Quick links from the past week in mind and brain news:
The Wall Street Journal has a piece on how neuroscience is apparently being used to design kitchens. No, you haven’t just been slipped some acid – the article is real.
The sleeper effect: how a persuasive message can kick in months after it’s delivered. A great piece on persuasion and propaganda from PsyBlog.
Scientific American has an excellent piece on how Pfizer and Lundbeck published biased data to promote antidepressant reboxetine and how a new analysis of all the data show it doesn’t work and is possibly harmful. A ‘headdesk’ moment in science indeed.
Off-the-wall neuroblog OmniBrain is back. Inflatable brain? Don’t mind if I do.
The Boston Globe has a fantastic on the early history of ‘information overload’ panics. The printing press – oh my god – think of the children!
The problem is, which more intelligent AI should we build? The Nature, Brain, and Culture blog has an excellent critique of techno-utopianism and the ‘singularity’.
NeuroPod from Nature Neuroscience just released a new podcast with a particularly good section on the mix of genes and environment in schizophrenia.
Can psychology help combat pseudoscience?
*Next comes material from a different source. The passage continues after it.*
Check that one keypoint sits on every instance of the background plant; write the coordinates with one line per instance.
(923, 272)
The BPS Research Digest covers a fascinating new study on applied cognitive bias busting.
Der Spiegel investigates what it’s like to be a captain of a cocaine smuggling submarine and talks to a former smuggler.
How to fool a lie detector brain scan. Neuroskeptic covers a study that found one type of scan can be misdirected with a surprisingly easy technique.
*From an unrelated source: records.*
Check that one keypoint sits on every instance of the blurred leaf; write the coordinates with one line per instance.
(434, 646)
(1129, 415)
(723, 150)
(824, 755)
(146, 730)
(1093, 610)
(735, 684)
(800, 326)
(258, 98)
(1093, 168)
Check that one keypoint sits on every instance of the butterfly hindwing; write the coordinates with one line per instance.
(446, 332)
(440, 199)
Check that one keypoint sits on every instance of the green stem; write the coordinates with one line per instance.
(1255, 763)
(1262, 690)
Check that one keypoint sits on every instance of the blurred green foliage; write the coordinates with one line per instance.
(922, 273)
The New York Times reports on how Narcissistic Personality Disorder is likely to be removed from the DSM-5.
The American Anthropological Association just eliminated the mention of science from its ‘long-range plan statement’. Neuroanthropology has one of the most sensible takes on the subsequent shit-storm.
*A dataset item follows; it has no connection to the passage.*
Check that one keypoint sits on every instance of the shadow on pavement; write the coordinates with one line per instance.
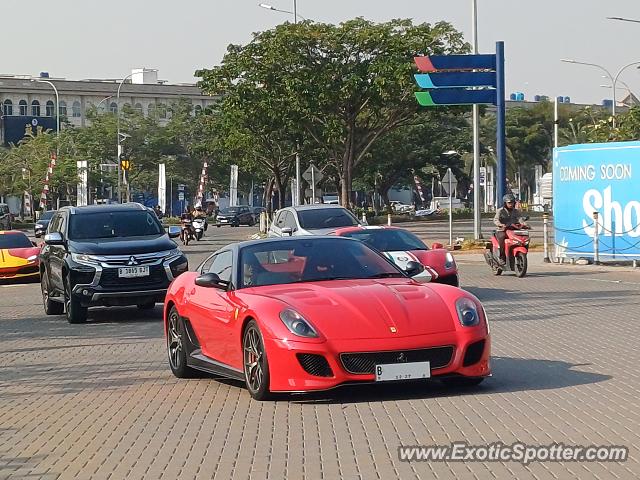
(509, 375)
Scientific American has an excellent piece on the classic ‘mirror test’ of self-recognition and why ‘failure’ on the test doesn’t necessarily mean the participants have no sense of self.
The Multidisciplinary Association of Psychedelic Studies is shortly to hold a conference and Addiction Inbox covers the intriguing line-up.
The LA Times describes how ‘erasing traumatic memories may soon be possible’ and discusses the ethical implications if the technology because reliable.
A new study reported that family income wasn’t related psychological development in children. Evidence Based Mummy asks ‘if money isn’t directly related to children’s development, what is?’
The Guardian reports on a new ban on the export of UK-manufactured sodium thiopental for use in US executions.
Seizures triggered by strawberry syrup. More tasty goodness from the ever-excellent Neurocritic.
Discover Magazine has an engaging piece on the mathematics of terrorism. Finding patterns amid the chaos.
So, there’s been loads of good stuff on the Advances in the History of Psychology blog recently. Don’t believe me? How about some history of female madness?
Contemporary Psychotherapy is a high-quality, open and online magazine for psychotherapists and new edition has just hit the virtual shelves. Good stuff.
2 thoughts on “2010-12-03 Spike activity”
“on the mathematics of terrorism.”
How can there be a mathematics of something that can never be defined?